QUANTUM LOOP CHRONOLOGY

Recent observations of the rotation of individual galaxies have shown that the visible matter in galaxies is insufficient to account for their rate of rotation. It is therefore easy to calculate that there must be a huge amount of matter which we cannot see, some of which will be made of particles with which we are already familiar (such as neutrinos), but most of which will be made of as yet undiscovered "exotic" particles.

It is customary to refer to these particles as "dark matter".

However, quite separate observations of the universe as a whole, and not of its rotation but of the change of its apparent rate of expansion, have shown that although "dark matter" can account for the rotation of galaxies, it is insufficient to account for the expansion of the universe as a whole.

Two schools of thought have emerged: the broad-brush approach of looking for "dark energy", which (since mass is energy and vice versa) would have to make up 70 per cent of the mass of the universe: and quantum loop chronology, which completely rejects the classical structure of space-time and replaces it with relationships between events

Classical (Einsteinian/Minkowskian) space-time regards four-dimensional space-time as fundamental: it is the structure on which events happen. This structure has "wrinkles" (because "matter tells space how to curve"), and string theory even assigns it eleven dimensions instead of four, but it is still fundamental.

Quantum loop chronology regards space-time (whether four- or eleven-dimensional) as a large-scale approximation of the true fundamental building-blocks of nature: pairwise relationships between events. These relationships form a network, and just as a fishing-net is made of one-dimensional string whose joins give it (from a distance) a two-dimensional structure, so the network of one-dimensional pairwise relationships between events appears, on the large-scale, to have the familiar four-dimensional structure (or the less familiar eleven-dimensional structure) of classical space-time.

Events are the structure on which space-time exists: a particular place at a particular time does not exist unless an event happens there.

Since pairwise relationships have to be one-dimensional, it is natural to associate them with the unique dimension of time.

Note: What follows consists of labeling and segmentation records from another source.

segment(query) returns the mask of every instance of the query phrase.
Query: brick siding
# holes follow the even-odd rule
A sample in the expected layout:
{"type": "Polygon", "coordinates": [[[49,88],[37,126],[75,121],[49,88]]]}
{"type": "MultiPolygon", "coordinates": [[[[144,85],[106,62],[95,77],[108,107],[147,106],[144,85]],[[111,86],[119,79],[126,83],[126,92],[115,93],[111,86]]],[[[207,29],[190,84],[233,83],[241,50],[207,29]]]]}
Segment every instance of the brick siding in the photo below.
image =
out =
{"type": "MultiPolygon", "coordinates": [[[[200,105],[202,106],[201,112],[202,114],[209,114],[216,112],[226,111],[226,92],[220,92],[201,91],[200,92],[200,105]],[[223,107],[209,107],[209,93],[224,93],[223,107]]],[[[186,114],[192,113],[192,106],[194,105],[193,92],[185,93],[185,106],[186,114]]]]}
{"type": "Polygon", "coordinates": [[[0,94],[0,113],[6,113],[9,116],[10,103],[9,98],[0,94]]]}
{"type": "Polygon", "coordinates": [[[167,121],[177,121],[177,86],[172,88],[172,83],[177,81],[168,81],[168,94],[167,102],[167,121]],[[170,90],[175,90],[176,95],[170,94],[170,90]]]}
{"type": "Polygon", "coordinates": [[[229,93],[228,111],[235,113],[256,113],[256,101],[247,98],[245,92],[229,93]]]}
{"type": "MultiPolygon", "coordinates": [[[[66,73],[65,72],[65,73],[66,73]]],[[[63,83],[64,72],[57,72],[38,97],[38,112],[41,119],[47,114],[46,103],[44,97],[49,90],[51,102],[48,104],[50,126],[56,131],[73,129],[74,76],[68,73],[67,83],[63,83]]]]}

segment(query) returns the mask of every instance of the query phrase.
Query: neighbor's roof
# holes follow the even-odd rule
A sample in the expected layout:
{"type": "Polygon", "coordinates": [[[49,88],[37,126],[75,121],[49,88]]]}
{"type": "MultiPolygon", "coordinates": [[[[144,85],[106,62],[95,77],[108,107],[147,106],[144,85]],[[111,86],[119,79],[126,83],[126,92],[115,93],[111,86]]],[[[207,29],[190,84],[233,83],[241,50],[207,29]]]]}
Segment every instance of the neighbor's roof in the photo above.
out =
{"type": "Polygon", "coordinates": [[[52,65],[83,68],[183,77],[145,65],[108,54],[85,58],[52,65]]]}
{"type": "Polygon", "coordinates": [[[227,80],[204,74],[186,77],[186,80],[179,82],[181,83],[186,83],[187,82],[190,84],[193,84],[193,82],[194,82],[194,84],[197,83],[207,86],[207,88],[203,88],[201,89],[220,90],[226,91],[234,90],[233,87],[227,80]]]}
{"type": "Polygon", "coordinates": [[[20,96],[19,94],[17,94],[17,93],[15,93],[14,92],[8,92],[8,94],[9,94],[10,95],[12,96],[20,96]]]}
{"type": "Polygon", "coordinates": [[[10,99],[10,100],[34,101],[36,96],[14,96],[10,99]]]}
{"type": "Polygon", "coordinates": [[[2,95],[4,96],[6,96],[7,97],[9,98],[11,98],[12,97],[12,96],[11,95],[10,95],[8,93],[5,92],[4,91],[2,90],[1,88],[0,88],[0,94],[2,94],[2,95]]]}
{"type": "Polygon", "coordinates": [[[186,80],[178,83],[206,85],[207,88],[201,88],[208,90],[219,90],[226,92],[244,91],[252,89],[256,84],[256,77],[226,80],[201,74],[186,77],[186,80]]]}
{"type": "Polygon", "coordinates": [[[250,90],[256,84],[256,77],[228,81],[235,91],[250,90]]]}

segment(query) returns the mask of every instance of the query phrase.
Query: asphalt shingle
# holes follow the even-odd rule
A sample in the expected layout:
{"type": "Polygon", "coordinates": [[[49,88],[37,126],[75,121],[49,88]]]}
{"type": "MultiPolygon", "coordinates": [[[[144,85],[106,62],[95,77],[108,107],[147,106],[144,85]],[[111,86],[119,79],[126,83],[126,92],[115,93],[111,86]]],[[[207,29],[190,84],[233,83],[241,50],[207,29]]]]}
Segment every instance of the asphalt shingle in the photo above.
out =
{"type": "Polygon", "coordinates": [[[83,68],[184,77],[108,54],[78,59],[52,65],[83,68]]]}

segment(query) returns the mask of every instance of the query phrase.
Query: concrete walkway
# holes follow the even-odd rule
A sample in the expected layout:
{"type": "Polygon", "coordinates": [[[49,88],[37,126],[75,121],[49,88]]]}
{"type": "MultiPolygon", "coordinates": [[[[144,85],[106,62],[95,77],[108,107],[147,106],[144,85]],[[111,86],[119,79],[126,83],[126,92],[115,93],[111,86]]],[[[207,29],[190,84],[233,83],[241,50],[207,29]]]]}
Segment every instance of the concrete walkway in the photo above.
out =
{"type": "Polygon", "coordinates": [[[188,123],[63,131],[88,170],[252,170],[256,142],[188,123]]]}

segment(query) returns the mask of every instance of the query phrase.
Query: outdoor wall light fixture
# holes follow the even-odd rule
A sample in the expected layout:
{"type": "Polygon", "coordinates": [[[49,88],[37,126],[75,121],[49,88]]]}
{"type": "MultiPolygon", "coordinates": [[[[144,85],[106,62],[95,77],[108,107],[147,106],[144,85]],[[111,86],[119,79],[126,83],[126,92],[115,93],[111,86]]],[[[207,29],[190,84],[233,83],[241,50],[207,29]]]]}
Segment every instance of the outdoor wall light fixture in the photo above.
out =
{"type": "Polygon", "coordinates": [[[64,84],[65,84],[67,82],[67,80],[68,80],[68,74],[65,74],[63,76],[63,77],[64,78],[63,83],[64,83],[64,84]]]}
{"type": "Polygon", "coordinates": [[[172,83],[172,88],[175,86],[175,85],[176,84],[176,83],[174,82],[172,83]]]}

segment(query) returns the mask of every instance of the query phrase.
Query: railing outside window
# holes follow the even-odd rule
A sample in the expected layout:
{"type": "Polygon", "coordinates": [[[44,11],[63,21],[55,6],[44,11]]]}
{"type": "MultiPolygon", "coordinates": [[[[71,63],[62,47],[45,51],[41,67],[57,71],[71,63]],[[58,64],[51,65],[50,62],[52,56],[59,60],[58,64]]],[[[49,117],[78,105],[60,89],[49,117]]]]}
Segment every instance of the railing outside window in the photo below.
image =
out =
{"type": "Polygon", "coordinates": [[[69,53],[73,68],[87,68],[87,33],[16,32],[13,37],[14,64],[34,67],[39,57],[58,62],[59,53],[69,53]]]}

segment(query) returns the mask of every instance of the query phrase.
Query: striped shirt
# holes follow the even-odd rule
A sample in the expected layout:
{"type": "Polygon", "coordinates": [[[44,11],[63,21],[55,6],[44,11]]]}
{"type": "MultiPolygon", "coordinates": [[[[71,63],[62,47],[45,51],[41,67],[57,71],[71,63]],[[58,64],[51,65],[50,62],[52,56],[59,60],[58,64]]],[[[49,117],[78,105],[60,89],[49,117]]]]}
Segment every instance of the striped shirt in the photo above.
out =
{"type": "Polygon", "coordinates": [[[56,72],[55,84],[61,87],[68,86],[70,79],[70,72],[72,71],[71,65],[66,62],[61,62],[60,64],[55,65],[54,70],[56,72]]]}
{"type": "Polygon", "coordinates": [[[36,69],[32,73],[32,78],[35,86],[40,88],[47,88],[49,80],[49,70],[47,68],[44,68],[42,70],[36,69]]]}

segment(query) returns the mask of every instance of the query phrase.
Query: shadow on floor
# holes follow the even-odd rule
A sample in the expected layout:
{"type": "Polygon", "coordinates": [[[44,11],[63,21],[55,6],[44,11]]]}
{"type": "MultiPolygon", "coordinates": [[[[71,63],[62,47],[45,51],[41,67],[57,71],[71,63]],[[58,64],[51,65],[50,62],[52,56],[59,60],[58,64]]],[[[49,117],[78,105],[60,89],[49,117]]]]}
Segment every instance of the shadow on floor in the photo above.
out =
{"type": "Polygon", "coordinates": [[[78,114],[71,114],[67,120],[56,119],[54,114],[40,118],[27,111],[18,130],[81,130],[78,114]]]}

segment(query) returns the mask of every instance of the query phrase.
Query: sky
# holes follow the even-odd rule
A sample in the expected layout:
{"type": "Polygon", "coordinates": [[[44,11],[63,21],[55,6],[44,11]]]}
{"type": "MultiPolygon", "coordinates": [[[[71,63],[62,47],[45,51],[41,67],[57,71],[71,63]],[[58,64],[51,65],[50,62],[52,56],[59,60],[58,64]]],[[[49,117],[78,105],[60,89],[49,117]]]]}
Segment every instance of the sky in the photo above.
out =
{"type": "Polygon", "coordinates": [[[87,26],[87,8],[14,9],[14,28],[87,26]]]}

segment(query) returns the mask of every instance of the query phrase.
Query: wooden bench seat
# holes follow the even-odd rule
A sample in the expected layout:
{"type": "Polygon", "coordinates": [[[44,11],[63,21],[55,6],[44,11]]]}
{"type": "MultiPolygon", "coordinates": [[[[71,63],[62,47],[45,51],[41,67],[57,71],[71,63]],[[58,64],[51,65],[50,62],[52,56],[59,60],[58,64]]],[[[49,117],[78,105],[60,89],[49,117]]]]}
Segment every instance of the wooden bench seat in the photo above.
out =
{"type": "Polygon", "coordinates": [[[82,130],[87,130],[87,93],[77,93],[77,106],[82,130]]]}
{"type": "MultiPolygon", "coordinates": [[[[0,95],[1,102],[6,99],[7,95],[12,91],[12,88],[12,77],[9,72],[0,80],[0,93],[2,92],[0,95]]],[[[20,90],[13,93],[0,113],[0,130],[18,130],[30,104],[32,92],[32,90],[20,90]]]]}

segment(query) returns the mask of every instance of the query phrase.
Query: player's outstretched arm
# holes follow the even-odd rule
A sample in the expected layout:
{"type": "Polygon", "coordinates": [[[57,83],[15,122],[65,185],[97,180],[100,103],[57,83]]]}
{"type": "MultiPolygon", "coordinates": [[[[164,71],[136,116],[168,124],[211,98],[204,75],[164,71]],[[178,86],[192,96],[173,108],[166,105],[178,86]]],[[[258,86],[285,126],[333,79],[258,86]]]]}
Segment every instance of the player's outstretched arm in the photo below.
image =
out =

Space is then only the inevitable result of the loops of time.

Events, or groups of events, whose only relationships are with themselves, and therefore do not interact with other events, are thought to correspond to the free chronicles of the equivalent classical theory, quantum chronodynamics.

These apparently pointless events are sometimes referred to as "dark time", or "wasted time", and are believed to make up about 70 per cent of the time in the universe.